The fake bombs in both suitcases were found, but security guards let Berge’s colleague through the checkpoint without discovering her knife. As a result, the one who missed the knife in her pat-down was immediately removed from her post and sent for retraining.
“It was sad that she didn’t pass the test, but it’s really important that the people who work in the airport know what they are doing,” Berge says.
Before her internship, she had no idea that the federal police ran frequent checks on the Association Of Aviation Security, labeled the BDLS in German and similar to our Transportation Security Administration. What she learned is that they do roughly five tests per month like the one she was able to play a role in.
Although Berge was obviously limited in what she could do at the federal police office since she is not an officer, she said the internship gave her insights into several areas of the law, including border security. She spent time along the Polish border observing the process that noncitizens must go through before they are allowed into Germany. In fact, she’ll probably never look at a passport the same way again.
“They showed me every little thing that they have to look at to try to spot it if someone has a fake passport,” Berge says. “They are looking for every detail.”

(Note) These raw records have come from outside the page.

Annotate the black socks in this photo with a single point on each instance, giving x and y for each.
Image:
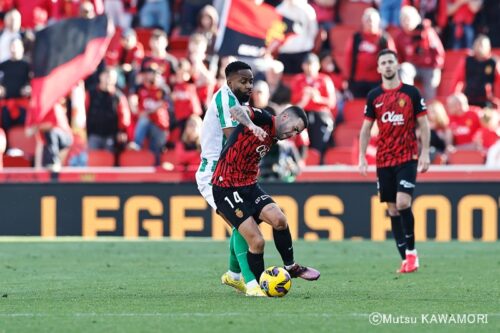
(409, 227)
(283, 243)
(398, 234)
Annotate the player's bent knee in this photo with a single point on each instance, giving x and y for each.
(256, 244)
(403, 204)
(280, 222)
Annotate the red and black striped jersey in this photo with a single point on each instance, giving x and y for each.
(396, 111)
(238, 164)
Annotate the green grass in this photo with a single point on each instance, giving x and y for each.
(170, 286)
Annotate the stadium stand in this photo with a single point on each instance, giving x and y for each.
(103, 158)
(137, 158)
(466, 157)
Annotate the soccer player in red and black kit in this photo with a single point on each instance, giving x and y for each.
(238, 197)
(398, 108)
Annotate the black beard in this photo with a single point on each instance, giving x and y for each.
(242, 98)
(390, 77)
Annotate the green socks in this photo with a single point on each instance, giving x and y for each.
(241, 248)
(233, 260)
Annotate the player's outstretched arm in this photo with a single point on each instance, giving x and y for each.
(425, 137)
(240, 114)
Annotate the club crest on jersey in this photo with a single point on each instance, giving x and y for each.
(488, 70)
(262, 150)
(393, 118)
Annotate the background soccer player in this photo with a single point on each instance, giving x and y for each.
(239, 198)
(397, 108)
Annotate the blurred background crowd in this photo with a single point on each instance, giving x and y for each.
(144, 104)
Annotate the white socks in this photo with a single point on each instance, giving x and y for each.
(234, 276)
(252, 284)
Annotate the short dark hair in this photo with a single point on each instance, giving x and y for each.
(386, 51)
(299, 112)
(236, 66)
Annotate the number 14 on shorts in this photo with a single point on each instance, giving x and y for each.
(237, 199)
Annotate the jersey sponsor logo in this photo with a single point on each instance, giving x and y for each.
(406, 184)
(393, 118)
(422, 102)
(262, 150)
(262, 197)
(488, 70)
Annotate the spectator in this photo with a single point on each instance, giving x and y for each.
(361, 54)
(15, 88)
(207, 24)
(464, 123)
(155, 14)
(489, 133)
(190, 11)
(153, 116)
(201, 75)
(280, 94)
(325, 13)
(389, 12)
(315, 93)
(54, 135)
(479, 73)
(297, 47)
(108, 114)
(128, 58)
(120, 12)
(186, 102)
(81, 8)
(462, 14)
(434, 10)
(187, 149)
(489, 22)
(329, 67)
(11, 31)
(260, 97)
(87, 10)
(420, 51)
(3, 146)
(282, 161)
(159, 58)
(221, 67)
(493, 155)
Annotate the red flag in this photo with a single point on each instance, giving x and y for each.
(65, 53)
(250, 28)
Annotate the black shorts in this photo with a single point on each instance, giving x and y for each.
(236, 204)
(400, 178)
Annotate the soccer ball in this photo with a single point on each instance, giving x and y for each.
(275, 281)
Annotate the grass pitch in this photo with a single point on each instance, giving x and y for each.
(172, 286)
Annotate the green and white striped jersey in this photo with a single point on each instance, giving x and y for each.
(217, 118)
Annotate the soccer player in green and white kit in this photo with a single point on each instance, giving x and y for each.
(217, 127)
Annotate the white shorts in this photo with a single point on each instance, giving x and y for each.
(204, 179)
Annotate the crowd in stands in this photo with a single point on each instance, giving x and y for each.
(145, 102)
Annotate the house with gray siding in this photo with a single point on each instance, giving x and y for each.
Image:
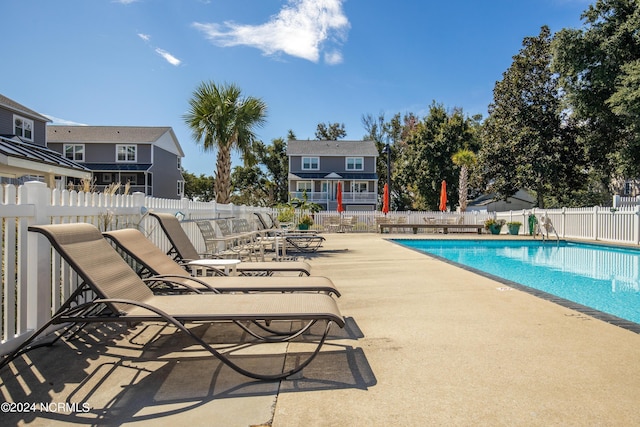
(24, 155)
(146, 158)
(316, 168)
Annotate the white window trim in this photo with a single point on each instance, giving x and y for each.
(135, 157)
(356, 184)
(317, 162)
(305, 183)
(29, 122)
(346, 163)
(64, 151)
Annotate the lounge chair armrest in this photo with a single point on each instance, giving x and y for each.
(168, 279)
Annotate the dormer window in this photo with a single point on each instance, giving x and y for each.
(354, 163)
(126, 153)
(310, 163)
(74, 152)
(23, 127)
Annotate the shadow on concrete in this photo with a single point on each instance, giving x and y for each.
(111, 375)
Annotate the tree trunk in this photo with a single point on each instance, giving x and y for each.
(463, 189)
(223, 174)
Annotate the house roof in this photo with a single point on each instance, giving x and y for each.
(332, 176)
(19, 158)
(111, 135)
(331, 148)
(12, 105)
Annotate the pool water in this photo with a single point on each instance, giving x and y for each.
(605, 278)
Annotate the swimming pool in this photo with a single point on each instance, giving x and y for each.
(604, 278)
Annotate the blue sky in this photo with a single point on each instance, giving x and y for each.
(137, 62)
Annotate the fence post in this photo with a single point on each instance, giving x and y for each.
(39, 271)
(595, 223)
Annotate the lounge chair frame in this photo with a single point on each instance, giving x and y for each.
(183, 251)
(121, 296)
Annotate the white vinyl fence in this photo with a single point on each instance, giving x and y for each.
(35, 281)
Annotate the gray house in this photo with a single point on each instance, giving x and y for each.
(316, 167)
(147, 158)
(24, 155)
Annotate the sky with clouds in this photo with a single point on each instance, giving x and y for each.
(137, 62)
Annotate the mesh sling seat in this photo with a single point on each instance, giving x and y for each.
(182, 250)
(122, 296)
(154, 262)
(296, 240)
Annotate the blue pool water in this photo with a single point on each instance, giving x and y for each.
(605, 278)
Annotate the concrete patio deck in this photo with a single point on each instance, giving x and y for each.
(426, 343)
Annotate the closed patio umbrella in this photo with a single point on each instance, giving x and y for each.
(443, 196)
(385, 199)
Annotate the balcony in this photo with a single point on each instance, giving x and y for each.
(323, 197)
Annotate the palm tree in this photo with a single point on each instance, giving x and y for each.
(221, 119)
(464, 158)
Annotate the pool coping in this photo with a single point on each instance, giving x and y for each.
(589, 311)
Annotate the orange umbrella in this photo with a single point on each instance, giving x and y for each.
(385, 199)
(443, 196)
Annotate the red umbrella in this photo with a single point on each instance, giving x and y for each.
(339, 197)
(385, 199)
(443, 196)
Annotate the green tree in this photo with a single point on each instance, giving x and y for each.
(274, 158)
(391, 133)
(425, 159)
(198, 187)
(330, 131)
(251, 187)
(598, 67)
(526, 143)
(221, 119)
(465, 159)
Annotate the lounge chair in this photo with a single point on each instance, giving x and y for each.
(122, 296)
(243, 246)
(183, 251)
(155, 264)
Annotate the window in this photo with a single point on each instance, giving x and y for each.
(360, 187)
(129, 178)
(310, 163)
(355, 163)
(126, 153)
(304, 186)
(23, 127)
(74, 152)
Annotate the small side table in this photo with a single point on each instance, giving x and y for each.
(229, 265)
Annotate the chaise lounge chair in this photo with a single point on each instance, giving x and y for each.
(155, 264)
(183, 251)
(121, 296)
(296, 240)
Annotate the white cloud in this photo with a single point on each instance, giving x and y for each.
(59, 121)
(333, 57)
(168, 57)
(300, 29)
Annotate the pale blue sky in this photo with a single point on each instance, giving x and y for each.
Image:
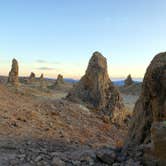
(59, 36)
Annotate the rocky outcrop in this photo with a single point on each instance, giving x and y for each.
(41, 77)
(151, 105)
(59, 80)
(150, 111)
(95, 88)
(32, 77)
(13, 74)
(128, 81)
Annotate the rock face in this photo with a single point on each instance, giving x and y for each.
(32, 76)
(158, 134)
(59, 80)
(151, 105)
(13, 74)
(95, 89)
(128, 81)
(41, 77)
(148, 127)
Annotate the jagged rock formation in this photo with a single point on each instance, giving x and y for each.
(151, 109)
(13, 74)
(95, 88)
(128, 81)
(32, 77)
(41, 77)
(59, 80)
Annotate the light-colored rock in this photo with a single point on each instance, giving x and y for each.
(13, 74)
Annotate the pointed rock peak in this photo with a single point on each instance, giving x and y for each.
(95, 89)
(32, 75)
(151, 105)
(128, 81)
(59, 80)
(97, 61)
(42, 76)
(13, 74)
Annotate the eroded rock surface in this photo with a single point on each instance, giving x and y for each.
(32, 76)
(95, 88)
(13, 74)
(59, 80)
(128, 81)
(150, 112)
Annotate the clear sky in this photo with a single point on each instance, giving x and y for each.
(59, 36)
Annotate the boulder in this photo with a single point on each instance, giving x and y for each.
(95, 89)
(13, 74)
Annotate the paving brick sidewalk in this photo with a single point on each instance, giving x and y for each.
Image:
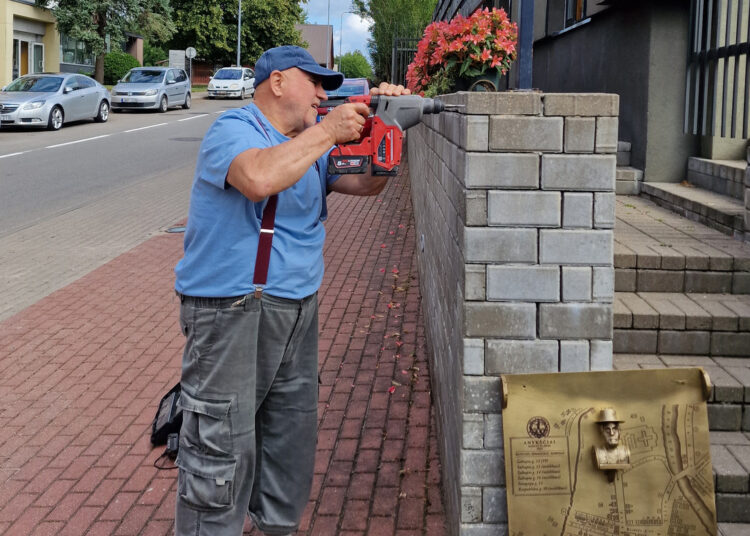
(81, 372)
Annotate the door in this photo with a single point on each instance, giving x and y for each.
(72, 101)
(89, 97)
(37, 57)
(172, 88)
(184, 82)
(16, 59)
(23, 65)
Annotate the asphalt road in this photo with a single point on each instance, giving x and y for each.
(74, 199)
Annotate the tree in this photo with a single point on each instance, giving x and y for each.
(354, 65)
(153, 53)
(392, 18)
(95, 21)
(211, 27)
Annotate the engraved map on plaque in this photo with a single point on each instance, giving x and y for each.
(550, 432)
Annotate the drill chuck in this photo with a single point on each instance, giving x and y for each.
(433, 106)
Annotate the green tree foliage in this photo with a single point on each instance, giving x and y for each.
(116, 64)
(153, 53)
(211, 27)
(93, 21)
(354, 65)
(392, 18)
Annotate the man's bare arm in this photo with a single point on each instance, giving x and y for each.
(259, 173)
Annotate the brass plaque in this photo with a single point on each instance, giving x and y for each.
(658, 481)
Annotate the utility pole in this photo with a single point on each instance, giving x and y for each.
(328, 37)
(239, 32)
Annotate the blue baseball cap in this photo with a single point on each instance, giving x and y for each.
(288, 56)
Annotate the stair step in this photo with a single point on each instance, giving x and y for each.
(725, 177)
(729, 406)
(729, 423)
(734, 529)
(658, 251)
(682, 311)
(723, 213)
(730, 457)
(627, 180)
(682, 324)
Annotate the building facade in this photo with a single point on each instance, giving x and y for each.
(319, 39)
(29, 41)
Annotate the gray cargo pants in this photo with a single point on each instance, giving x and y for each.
(249, 401)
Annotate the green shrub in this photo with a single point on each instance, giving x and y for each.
(116, 64)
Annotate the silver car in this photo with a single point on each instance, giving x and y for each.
(155, 88)
(232, 82)
(49, 100)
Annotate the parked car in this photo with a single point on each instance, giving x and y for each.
(232, 82)
(157, 88)
(351, 87)
(49, 100)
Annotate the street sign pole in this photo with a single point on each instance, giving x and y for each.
(190, 53)
(239, 31)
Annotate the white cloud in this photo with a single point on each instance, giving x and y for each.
(355, 30)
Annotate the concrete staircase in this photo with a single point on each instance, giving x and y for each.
(628, 179)
(683, 299)
(713, 194)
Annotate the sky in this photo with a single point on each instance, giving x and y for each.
(355, 30)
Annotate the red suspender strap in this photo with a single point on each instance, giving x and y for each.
(264, 246)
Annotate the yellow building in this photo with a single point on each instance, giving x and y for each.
(29, 41)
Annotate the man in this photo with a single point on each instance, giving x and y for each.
(249, 371)
(613, 455)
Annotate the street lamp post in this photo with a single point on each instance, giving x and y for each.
(341, 35)
(239, 31)
(329, 37)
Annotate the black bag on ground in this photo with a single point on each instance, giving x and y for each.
(168, 419)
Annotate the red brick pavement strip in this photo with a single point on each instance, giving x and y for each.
(82, 370)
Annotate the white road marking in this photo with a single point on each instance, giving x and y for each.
(77, 141)
(143, 128)
(194, 117)
(12, 154)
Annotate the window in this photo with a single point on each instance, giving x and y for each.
(74, 51)
(71, 84)
(84, 81)
(574, 11)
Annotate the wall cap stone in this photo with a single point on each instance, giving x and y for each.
(500, 103)
(581, 104)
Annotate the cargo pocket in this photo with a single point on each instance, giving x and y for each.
(206, 424)
(206, 483)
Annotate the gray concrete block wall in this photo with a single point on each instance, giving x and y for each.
(514, 204)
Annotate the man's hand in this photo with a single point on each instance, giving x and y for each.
(345, 122)
(389, 89)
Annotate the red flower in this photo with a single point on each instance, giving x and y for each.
(448, 48)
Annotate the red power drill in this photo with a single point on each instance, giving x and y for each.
(380, 143)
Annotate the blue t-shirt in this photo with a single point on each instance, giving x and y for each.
(221, 239)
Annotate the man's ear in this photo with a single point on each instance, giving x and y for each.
(278, 81)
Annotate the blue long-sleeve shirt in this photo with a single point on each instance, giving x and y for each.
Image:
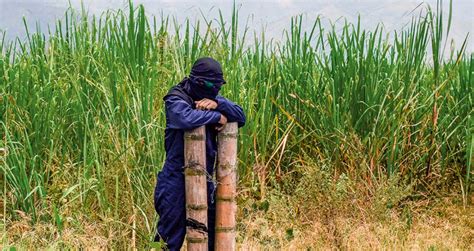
(181, 116)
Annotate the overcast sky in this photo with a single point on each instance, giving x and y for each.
(271, 15)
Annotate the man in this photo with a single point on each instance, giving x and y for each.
(192, 103)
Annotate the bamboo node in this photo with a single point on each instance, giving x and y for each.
(194, 172)
(227, 135)
(225, 229)
(194, 137)
(197, 207)
(196, 225)
(225, 198)
(196, 240)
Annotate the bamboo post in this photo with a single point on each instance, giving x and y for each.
(226, 206)
(196, 189)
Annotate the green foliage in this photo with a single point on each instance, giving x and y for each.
(83, 119)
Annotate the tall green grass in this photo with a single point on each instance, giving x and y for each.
(83, 119)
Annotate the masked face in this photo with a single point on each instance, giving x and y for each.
(206, 79)
(199, 89)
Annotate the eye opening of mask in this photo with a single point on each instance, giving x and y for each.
(211, 85)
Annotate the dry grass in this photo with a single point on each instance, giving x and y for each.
(278, 223)
(442, 226)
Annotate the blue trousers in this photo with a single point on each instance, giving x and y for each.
(170, 205)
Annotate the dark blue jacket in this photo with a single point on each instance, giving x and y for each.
(169, 192)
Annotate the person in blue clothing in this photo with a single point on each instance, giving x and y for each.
(192, 103)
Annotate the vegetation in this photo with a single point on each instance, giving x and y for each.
(334, 116)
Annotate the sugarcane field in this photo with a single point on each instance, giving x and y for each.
(236, 125)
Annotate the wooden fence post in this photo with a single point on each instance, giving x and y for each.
(196, 189)
(226, 206)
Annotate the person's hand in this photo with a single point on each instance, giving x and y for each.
(222, 122)
(206, 104)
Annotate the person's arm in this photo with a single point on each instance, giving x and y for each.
(180, 115)
(232, 111)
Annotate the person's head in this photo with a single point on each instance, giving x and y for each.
(206, 79)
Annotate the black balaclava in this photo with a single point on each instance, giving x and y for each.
(205, 80)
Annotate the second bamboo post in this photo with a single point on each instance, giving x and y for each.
(226, 206)
(196, 189)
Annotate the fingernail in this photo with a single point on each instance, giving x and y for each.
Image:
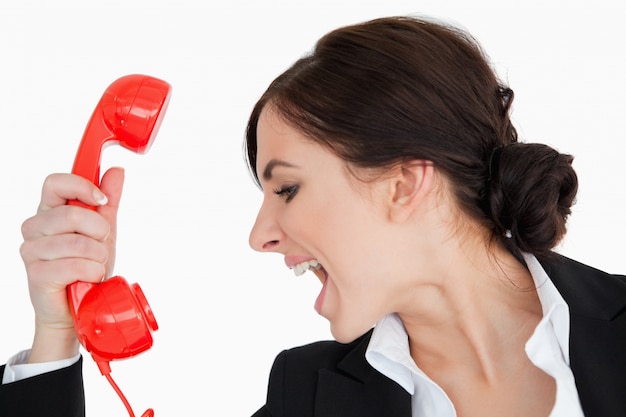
(101, 199)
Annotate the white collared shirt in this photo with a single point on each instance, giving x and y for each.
(547, 348)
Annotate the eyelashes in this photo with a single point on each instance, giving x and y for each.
(287, 192)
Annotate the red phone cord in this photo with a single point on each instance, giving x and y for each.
(148, 413)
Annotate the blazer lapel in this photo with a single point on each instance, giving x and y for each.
(597, 303)
(358, 390)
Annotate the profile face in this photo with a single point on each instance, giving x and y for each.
(323, 219)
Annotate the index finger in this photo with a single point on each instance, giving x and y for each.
(60, 188)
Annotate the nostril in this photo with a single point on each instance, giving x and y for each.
(270, 245)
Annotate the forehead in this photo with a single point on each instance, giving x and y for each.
(276, 139)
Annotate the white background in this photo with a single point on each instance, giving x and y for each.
(225, 311)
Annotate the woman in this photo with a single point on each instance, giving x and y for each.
(390, 168)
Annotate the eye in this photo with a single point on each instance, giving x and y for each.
(288, 192)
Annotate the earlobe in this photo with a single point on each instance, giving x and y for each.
(409, 186)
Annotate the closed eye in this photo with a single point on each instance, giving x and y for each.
(287, 192)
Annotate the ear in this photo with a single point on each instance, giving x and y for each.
(409, 185)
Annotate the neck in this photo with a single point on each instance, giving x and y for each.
(477, 307)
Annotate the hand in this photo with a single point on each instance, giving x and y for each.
(63, 244)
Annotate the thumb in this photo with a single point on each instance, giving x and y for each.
(111, 185)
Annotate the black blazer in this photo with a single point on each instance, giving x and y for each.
(329, 379)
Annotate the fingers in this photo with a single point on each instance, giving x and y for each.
(58, 189)
(66, 219)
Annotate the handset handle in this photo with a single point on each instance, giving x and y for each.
(113, 319)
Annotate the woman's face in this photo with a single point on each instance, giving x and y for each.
(323, 219)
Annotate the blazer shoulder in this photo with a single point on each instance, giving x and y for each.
(294, 378)
(587, 290)
(309, 359)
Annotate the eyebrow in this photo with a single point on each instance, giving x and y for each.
(267, 172)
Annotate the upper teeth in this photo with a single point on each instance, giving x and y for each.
(302, 267)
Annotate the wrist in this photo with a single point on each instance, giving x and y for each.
(53, 344)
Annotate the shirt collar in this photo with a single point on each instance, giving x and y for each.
(388, 349)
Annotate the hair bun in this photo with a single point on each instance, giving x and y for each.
(530, 193)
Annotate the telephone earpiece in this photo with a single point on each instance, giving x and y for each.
(113, 319)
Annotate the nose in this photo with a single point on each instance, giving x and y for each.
(266, 234)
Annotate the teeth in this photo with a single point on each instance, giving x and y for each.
(302, 267)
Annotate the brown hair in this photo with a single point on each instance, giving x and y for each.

She says the three weeks of her internship gave her a chance to see the practical application of theories she’s learned in her Wingate classes. It also helped her better identify cultural differences in German and U.S. police procedures and to home in on what occupations she may want to pursue.
“Because I am an international student, it is cool to see what I learn here about criminal law and theories and then compare it to what I know from back home,” Berge says.
She’s using what she’s learned in her criminal justice classes to dispel the myths that first drew her to the major.
“When I was younger, I was always watching the crime shows like Law and Order, and I was so fascinated with the question of a criminal’s background, why the person becomes a criminal, the profiling and all that,” Berge says. “I wasn’t sure what I wanted to major in, but I couldn’t see myself working in an office every day, and since I loved watching crime shows, why not major in criminal justice?”
It’s what Dr. Mitch Mackinem, chair of Wingate’s Department of Criminal Justice and Sociology, hears from a lot of students.
“They all want to fly around the country chasing serial killers,” he says. “I have to tell them that what they see on TV isn’t really how it works.”
Although he bursts some bubbles, he also has the privilege of expanding perceptions about the wide range of careers that a degree in criminal justice can lead to.
“In the modern world, we’ve moved far beyond simple frontline police officers,” Mackinem says. “The business world, the computer world, the transportation industry – everyone is looking for ways to keep people safe. The modern criminal-justice graduate is going to fill that need.”
He says internships, which are required by Wingate’s program, help students get a better understanding of career opportunities so they can find their fit.
Berge, who will graduate in December with her bachelor of science, plans to head home to Germany, take some time for travel and then study up before taking a test that will help determine whether she’s eligible to interview for the BKA, equivalent to the FBI in the United States. She would one day like to work with the federal agency and is most interested in its divisions that handle state security and international terrorism.